Some examples of the entertainers included in Jay's book:
- The learned pig of the title, a pig that could spell, calculate and read minds.
- Joseph Pujol, also known as Le Petomane, the master flatulist.
- Max Malini, the illusionist famous for his audacity and his tricks involving unsuspecting celebrities.
- Leon Rauch, also known as LaRoche, the Sisyphus of the circus world.
- Ivan Ivanitz Chabert, the "Human Salamander" and "Really Incombustible Phenomenon".

First published in 1986 by Villard Books, the book is currently out of print.

==Adaptations==
A 1989 television special of the same name was created based on Jay's book. The show featured a variety of magic tricks, stunts and performances, such as a musical performance on wine glasses and an antique acrobatic clockwork doll.

==Reception==
The title of the book was considered irresistibly tempting by Richard Goodman, who cited it as an example in his work on creative writing.
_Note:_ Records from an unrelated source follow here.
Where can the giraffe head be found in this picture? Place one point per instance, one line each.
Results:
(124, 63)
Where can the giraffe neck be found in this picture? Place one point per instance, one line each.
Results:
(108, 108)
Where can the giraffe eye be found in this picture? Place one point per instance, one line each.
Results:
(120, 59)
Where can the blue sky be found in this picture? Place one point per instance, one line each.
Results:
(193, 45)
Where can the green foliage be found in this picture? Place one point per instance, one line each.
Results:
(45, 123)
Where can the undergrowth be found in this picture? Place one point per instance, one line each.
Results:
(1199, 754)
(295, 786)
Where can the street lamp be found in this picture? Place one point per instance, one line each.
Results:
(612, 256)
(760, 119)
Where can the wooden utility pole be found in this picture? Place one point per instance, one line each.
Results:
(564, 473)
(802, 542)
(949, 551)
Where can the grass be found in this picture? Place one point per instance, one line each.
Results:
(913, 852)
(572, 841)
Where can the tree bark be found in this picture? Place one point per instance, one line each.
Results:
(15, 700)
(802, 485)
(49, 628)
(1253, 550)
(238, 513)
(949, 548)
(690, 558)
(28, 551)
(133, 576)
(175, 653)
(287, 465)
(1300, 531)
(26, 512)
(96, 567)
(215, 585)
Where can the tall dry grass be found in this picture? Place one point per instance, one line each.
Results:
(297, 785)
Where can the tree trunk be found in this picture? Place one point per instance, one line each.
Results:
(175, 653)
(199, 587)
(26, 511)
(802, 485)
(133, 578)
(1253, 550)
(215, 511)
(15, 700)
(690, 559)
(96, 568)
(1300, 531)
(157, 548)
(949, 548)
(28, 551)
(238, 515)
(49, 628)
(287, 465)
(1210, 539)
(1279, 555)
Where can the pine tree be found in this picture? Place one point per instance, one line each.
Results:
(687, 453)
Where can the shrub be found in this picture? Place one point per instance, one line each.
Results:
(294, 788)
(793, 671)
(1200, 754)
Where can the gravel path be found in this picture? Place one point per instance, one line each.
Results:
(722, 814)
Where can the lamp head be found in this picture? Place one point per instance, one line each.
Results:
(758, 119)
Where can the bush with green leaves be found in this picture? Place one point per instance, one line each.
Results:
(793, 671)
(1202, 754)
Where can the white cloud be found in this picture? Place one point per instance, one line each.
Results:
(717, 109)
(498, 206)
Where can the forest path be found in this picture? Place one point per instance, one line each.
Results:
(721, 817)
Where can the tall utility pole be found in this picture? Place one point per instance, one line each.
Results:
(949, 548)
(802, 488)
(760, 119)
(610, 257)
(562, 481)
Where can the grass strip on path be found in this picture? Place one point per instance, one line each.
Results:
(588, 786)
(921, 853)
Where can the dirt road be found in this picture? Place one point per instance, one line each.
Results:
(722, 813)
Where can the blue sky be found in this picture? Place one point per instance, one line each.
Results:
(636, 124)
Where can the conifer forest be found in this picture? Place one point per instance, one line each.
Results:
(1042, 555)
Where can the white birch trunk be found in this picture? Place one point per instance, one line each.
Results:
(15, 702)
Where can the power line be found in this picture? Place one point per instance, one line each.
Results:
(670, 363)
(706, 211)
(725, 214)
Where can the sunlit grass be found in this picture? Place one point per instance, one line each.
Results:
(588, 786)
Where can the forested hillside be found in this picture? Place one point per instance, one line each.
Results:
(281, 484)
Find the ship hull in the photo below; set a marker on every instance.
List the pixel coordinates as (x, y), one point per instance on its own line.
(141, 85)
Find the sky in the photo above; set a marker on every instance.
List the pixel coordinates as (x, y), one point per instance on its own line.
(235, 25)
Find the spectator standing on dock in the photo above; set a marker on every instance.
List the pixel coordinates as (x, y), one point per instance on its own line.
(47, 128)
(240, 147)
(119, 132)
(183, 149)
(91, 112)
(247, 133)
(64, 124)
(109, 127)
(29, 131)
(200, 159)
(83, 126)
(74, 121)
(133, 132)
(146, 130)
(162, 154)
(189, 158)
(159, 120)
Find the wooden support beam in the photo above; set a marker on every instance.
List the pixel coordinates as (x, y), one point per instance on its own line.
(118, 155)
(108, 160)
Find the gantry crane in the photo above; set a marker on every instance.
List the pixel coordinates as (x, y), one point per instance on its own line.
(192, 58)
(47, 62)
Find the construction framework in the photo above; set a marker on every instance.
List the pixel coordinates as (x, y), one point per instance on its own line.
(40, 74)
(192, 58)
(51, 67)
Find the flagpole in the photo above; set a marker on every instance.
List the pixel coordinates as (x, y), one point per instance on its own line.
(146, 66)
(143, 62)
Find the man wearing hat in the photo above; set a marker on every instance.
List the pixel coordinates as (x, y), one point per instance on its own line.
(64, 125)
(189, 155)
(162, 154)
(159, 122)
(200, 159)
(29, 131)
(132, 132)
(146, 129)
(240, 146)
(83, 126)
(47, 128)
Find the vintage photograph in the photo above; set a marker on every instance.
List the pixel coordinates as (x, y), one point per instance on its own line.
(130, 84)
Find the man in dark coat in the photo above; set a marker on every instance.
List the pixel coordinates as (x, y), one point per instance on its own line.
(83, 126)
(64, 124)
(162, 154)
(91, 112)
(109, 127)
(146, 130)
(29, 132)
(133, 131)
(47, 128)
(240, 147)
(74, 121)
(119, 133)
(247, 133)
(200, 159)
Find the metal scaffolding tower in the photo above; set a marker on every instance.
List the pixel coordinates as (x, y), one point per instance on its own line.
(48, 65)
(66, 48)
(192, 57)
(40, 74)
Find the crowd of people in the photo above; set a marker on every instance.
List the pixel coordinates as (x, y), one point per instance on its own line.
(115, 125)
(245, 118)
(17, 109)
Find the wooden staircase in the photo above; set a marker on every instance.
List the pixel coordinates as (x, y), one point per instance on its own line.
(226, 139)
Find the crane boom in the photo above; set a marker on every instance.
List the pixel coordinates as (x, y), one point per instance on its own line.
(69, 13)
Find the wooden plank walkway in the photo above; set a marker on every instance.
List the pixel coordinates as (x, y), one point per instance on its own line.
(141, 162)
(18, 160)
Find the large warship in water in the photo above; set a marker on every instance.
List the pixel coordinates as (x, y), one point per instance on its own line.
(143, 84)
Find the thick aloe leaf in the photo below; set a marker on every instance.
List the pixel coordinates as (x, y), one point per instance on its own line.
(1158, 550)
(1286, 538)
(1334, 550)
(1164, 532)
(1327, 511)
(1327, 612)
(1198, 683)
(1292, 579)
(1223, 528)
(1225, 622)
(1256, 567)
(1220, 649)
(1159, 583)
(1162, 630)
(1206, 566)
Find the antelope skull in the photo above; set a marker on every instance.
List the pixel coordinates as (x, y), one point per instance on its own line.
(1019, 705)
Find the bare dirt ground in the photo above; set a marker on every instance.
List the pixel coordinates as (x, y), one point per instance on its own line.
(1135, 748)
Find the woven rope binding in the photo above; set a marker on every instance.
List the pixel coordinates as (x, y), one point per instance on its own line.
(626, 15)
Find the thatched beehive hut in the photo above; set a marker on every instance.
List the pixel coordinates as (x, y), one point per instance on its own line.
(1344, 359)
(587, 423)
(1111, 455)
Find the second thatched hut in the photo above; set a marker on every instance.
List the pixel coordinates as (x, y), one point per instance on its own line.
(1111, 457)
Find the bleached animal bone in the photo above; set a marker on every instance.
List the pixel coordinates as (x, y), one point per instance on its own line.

John Gross reviewed it for The New York Times. He found it to be excellent, being well researched, having a good range of exotic examples and being well-written with good humour.

==Pop culture==
In the 1999 film Magnolia, a boy is reading in the library, and the book is seen amongst the volumes the boy has chosen to read. Jay himself appears in the movie, in a supporting role.